Agilent Technologies Inc. (NYSE: A) has announced the signing of a memorandum of understanding (MOU) with GI Innovation (GII), a Korean clinical-stage biopharmaceutical company. The MOU establishes a framework in which the two companies will enter into a strategic partnership to explore potential genomic biomarkers of the tumor microenvironment in an early-phase trial of the investigational compound GI-101.
The aim is to conduct genomic profiling using tumor tissue samples in GI-101-P101, an open-label, dose-escalation, and expansion phase 1/2 clinical study to evaluate the safety, tolerability, pharmacokinetics, and therapeutic activity of GI-101 as a single agent, and in combination with KEYTRUDA® (pembrolizumab), LENVIMA® (lenvatinib), or local radiotherapy in 400 patients with advanced solid tumors.

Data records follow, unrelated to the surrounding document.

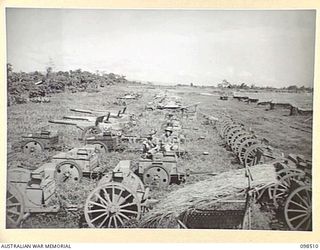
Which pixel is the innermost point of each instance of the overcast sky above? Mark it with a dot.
(273, 48)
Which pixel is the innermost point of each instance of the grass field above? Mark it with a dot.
(274, 125)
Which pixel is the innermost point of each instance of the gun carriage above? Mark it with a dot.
(37, 142)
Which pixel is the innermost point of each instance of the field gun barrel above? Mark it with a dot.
(65, 122)
(80, 118)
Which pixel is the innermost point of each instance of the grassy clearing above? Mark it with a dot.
(273, 125)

The study is being led by GI Innovation and run in collaboration with Merck, known as MSD outside the United States and Canada.

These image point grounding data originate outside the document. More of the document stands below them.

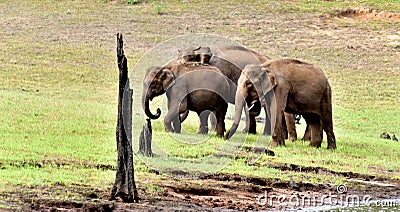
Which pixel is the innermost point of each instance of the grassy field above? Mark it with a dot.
(58, 83)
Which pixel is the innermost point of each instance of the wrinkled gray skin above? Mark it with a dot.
(231, 60)
(298, 87)
(186, 89)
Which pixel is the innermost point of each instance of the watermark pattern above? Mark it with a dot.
(341, 199)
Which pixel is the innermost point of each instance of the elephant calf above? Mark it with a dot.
(188, 87)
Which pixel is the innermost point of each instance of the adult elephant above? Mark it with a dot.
(230, 60)
(187, 89)
(298, 87)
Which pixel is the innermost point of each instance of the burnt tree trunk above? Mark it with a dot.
(145, 140)
(124, 186)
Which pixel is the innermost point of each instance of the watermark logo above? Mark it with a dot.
(332, 199)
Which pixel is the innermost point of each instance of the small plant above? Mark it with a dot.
(133, 1)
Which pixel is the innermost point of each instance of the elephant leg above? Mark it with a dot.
(203, 129)
(220, 115)
(277, 134)
(170, 119)
(252, 124)
(247, 127)
(213, 121)
(284, 128)
(328, 127)
(291, 126)
(307, 133)
(174, 107)
(267, 125)
(176, 122)
(316, 129)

“As biomarkers are playing increasingly critical roles in the development of new immuno-oncology drugs, they are being incorporated earlier in the drug development pipeline – such as in early-phase trials," said Dr. Su Youn Nam, CEO/CMO of GI Innovation. "We are excited to partner with Agilent, a global leader in diagnostics innovation, which gives us access to its genomic profiling capabilities in various tumor types. By utilizing Agilent’s innovative technology, we hope to better characterize patients who are likely to experience a favorable outcome with GI-101."
This partnership with GI Innovation will help establish Agilent as a trusted clinical partner in Korea and promote NGS-based comprehensive biomarker profiling early on in clinical trials.
"Agilent actively seeks opportunities to partner with pharmaceutical companies worldwide to develop diagnostics for cancer therapy," said Ryu Jae Soo, Agilent Korea Country General Manager. "We are pleased to support GI Innovation in this early-phase study to identify potential biomarkers for the novel compound GI-101, which will be our first partnership of this kind in Korea. GI Innovation’s commitment to incorporate biomarkers in early-phase trials to develop innovative medicine in areas of high unmet need aligns with our goal of enabling precision medicine through robust genomic profiling."
The Agilent NGS panel tumor profiling assay that will be used enables genomic profiling of more than 500 cancer-related genes in a single assay with measurement of tumor mutational burden (TMB) including microsatellite instability-high (MSI-H), as well as variants characterization in tumor suppressor genes and genes involved in homologous recombinant repair (HRR), important emerging biomarkers in immuno-oncology.